DICIEMBRE 2025

jueves, 29 de enero de 2026

LIDERAR HOY: INCERTIDUMBRE, CAMBIO Y MIRADA ESTRATÉGICA

 


Por Guillermo Ceballos Serra

¿Por qué el liderazgo que funcionó ayer ya no alcanza?

La incertidumbre no distingue tamaño de empresa. Tampoco debería hacerlo el liderazgo.


Durante mucho tiempo, liderar significaba tener respuestas.

Hoy, liderar implica algo mucho más desafiante: sostener la incertidumbre sin paralizar a las personas ni a la organización.
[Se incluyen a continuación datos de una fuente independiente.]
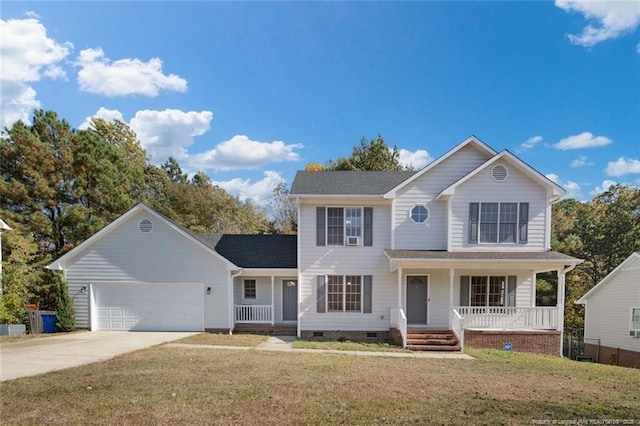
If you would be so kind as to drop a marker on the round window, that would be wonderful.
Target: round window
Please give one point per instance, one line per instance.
(419, 214)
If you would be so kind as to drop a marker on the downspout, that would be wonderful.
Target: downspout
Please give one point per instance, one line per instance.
(232, 310)
(561, 295)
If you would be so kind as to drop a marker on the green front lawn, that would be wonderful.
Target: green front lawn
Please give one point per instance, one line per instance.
(165, 385)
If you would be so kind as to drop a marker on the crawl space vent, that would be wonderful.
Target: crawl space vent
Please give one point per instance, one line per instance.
(499, 172)
(145, 226)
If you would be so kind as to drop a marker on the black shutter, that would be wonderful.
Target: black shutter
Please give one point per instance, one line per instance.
(464, 290)
(320, 295)
(524, 222)
(473, 222)
(320, 226)
(511, 290)
(368, 226)
(366, 294)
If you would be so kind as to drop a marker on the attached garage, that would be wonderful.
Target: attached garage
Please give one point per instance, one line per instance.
(147, 306)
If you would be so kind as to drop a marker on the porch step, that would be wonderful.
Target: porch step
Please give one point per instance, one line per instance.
(432, 340)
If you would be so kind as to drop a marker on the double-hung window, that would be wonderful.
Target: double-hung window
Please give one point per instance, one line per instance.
(337, 226)
(498, 222)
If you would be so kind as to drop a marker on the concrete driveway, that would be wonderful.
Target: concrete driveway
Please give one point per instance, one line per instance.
(30, 357)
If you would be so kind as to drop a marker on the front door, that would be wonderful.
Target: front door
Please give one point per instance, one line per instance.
(289, 300)
(417, 299)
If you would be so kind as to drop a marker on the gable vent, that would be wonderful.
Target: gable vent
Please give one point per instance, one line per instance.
(145, 226)
(499, 172)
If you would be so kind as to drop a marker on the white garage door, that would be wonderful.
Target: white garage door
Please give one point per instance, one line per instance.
(148, 307)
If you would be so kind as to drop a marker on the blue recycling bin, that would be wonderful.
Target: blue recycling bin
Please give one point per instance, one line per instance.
(48, 323)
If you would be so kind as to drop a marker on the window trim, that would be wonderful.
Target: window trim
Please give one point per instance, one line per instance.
(521, 232)
(343, 302)
(428, 214)
(244, 289)
(631, 328)
(344, 225)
El contexto cambió más rápido que nuestros modelos mentales. La velocidad, la complejidad y la ambigüedad dejaron obsoletas muchas formas tradicionales de conducir equipos y empresas, especialmente en el mundo PyME.
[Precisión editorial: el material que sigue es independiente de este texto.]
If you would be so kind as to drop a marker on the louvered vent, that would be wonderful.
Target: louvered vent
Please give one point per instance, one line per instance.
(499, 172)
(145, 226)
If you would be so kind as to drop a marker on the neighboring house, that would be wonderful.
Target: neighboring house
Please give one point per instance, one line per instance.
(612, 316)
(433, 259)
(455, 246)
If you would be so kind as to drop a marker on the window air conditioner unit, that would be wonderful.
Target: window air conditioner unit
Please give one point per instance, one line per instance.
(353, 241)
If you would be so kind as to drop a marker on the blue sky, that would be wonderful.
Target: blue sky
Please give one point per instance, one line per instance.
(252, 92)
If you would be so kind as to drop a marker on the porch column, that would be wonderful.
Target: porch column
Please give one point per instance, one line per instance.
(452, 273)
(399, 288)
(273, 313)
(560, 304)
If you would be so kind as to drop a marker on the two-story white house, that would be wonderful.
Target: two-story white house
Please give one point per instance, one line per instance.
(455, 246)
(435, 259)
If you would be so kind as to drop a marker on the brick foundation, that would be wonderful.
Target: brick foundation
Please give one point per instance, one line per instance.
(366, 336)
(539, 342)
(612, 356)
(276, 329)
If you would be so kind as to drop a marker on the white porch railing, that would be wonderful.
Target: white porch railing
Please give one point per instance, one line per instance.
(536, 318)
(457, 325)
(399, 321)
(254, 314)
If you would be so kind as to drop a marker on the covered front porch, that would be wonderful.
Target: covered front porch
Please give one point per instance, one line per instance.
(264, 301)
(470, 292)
El fin de un presente estable

En el pasado, la presente era estático y el futuro inexistente.
Los cambios eran tan lentos que resultaban casi imperceptibles, y la idea de un futuro distinto apenas se cuestionaba.

Hoy ocurre lo contrario: el presente es efímero —dura segundos— y el futuro es incierto, dinámico y cambiante. No se puede predecir con precisión, pero sí se puede liderar con criterio.

Este nuevo escenario exige una profunda revisión del rol del líder.

Liderar en la incertidumbre

Una verdad incómoda que muchos líderes aún evitan aceptar es que la incertidumbre no se elimina.
Se gestiona.

Negarla solo aumenta el miedo. El problema no es no saber; el verdadero problema es no decir nada.

Cuando el líder no gestiona la incertidumbre, aparecen patrones muy claros:

  • Silencio prolongado
  • Cambios de rumbo sin explicación
  • Micromanagement
  • Mensajes contradictorios

El resultado es previsible: equipos ansiosos, rumores, parálisis o hiperactividad improductiva.

No es casual que se cumpla una regla simple pero poderosa: cuando el líder se desordena, la organización se desordena.

¿Qué esperan hoy los equipos de sus líderes?

En contextos inciertos, los equipos no esperan certezas absolutas. Esperan tres cosas muy concretas:

  • Calma emocional
  • Dirección clara
  • Sentido

No esperan que el líder lo sepa todo. Esperan que no desaparezca.

Sin embargo, muchos líderes cometen un error frecuente: creen que mostrar dudas es debilidad. Entonces se callan. Pero el silencio no transmite fortaleza; transmite abandono.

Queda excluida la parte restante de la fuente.